RQ1a: Would the social assistance offered by the robot match the therapist's preferences?
RQ1b: To what extent, if any, are the patients' performances different when assisted by the robot therapist from when they are assisted by the human therapist or estimated by the persona-specific simulator?
RQ1c: Would the robot be able to keep the patient engaged to avoid both boredom and anxiety?
1. developing CARESSER, a framework that actively learns the robot’s socially assistive behaviours by leveraging therapist’s demonstrations and expertise,
2. developing Generative mOdel Agent simuLation (GOAL), a patient-specific simulator which by means of generative Bayesian models of the patient and the robot keeps track of the patient’s cognitive abilities during the task and the robot’s assistive behaviour and generates interactions accordingly,
3. designing effective robot's socially assistive behaviours, which combine voice, gestures, and facial expressions, by involving stakeholders in the designing process,
4. validating CARESSER in a fully autonomous robot with patients affected by mild cognitive impairment and mild dementia in a short-term in-situ cognitive training scenario.
Study with the Human Therapist to Model Interactions
The following video shows an example of cognitive therapy's session. A human therapist, Joan, provides a patient, Mary, with different levels of assistance, while she is playing a cognitive exercise.
Study with the Robot Therapist to Evaluate CARESSER
The following video shows an example of cognitive therapy's session (S=1). A robot therapist, TIAGo provides a patient, Mary, with different levels of assistance learnt by means of CARESSER.
The following video shows an example of cognitive therapy's session (S=3).

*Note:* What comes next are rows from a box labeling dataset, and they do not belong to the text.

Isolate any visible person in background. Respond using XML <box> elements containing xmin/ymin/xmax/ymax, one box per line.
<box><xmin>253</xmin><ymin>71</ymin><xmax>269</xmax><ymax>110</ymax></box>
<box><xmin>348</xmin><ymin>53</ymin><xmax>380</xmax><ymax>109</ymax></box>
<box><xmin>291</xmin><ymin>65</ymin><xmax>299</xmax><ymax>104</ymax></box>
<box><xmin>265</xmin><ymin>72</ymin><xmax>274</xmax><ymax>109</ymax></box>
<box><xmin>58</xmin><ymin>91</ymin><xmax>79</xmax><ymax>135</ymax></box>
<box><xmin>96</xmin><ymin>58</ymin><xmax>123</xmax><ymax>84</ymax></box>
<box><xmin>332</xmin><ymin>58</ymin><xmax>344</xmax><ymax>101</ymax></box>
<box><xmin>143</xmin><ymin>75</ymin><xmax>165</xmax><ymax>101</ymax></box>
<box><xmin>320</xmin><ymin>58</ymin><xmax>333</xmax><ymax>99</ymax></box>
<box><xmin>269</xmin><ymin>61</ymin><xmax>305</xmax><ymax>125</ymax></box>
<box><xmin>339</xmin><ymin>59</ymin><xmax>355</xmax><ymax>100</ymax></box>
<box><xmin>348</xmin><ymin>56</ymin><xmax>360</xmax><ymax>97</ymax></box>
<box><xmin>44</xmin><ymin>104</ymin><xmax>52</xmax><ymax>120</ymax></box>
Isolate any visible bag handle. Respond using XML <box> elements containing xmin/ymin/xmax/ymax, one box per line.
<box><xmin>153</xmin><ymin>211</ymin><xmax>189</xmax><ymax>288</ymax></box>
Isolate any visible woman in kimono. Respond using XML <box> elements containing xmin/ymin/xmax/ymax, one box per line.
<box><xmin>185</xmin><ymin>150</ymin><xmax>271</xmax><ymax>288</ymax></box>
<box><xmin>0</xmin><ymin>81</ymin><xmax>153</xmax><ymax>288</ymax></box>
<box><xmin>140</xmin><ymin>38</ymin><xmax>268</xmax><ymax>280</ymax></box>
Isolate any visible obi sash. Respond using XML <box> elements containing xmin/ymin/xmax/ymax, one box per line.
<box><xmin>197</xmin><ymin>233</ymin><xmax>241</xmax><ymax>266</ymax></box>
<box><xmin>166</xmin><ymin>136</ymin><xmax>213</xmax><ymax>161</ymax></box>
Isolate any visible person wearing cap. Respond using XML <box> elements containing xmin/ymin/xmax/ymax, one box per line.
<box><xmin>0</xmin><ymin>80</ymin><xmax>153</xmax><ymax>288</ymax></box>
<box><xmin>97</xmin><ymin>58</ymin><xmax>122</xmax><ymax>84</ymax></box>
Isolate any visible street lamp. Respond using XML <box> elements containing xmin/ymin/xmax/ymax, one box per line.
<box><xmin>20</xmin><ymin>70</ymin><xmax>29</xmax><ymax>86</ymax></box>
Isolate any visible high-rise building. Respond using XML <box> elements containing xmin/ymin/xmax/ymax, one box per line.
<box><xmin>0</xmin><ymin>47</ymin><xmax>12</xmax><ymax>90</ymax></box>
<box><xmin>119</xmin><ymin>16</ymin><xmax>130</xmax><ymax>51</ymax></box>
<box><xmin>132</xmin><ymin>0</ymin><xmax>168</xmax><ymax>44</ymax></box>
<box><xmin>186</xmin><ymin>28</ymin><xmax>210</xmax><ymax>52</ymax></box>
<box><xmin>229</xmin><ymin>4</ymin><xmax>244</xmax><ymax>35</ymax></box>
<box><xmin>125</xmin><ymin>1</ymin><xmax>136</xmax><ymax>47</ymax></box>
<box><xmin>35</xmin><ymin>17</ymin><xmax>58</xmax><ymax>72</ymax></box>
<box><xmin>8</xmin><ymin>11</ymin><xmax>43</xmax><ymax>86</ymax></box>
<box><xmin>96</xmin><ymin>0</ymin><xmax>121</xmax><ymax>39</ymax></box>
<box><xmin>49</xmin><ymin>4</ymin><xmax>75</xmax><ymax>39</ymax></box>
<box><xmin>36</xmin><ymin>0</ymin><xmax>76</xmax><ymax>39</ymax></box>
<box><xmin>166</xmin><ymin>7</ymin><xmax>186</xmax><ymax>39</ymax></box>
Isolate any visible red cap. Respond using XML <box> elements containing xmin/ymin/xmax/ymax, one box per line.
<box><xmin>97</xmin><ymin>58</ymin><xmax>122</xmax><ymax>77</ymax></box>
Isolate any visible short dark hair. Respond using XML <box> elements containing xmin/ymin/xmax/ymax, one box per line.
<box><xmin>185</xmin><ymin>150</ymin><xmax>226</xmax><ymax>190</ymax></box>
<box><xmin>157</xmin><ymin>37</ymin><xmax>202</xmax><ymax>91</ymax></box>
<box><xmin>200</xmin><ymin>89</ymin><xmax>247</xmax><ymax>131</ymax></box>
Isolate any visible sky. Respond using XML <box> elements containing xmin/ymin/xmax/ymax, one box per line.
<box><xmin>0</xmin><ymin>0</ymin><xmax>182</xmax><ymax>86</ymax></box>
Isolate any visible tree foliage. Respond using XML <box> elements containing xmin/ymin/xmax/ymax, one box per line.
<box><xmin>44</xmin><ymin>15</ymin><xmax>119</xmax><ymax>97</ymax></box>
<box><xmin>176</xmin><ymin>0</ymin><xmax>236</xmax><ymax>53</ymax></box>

A robot therapist, TIAGo provides a patient, Mary, with different levels of assistance learnt by means of CARESSER.
1. The socially assistive behaviour offered by the robot eventually matched the therapist's preferences after 6 sessions.
The Figure shows the average score assigned by the therapist to each session (n.s. denotes p<.05, * denotes .01 < p < .05, ** denotes .001 < p < .01, *** denotes .0001 < p < .001).
2. Patients' performances were significant different when they were assisted by the robot therapist from when they received assistance by the human therapist. On the contrary, patients' performances estimated by using GOAL simulator were not significantly different from when patients were assisted by the robot therapist.
Figure (a) shows how the performance of the patients (y-axis) changed according to who provided them with assistance (x-axis, assistance). It is important to note, that in simulation, both the therapist and the patients were simulated according to their respective generative models (n.s. denotes p < .05, * denotes .01 < p < .05). Figure (b) shows the average assistance for each level offered by the human therapist (blue bar) and the robot therapist (red bar), respectively.
3. The robot therapist, endowed with CARESSER, was capable to keep the patients' performance constant during the 6 sessions better than the human therapist.
In Figure the results of the human therapist and the robot therapist to keep the patients' performance constant over the six sessions. The standard deviation between the six sessions is employed as an evaluation metric (*** denotes .001 < p < .0001).
Human therapist policies correlation
Robot therapist policies correlation
In Figures the correlation matrix illustrates the rate of the number of matching of actions between two policies summed up after each of the six sessions for each patient. Low correlation indicates more personalisation.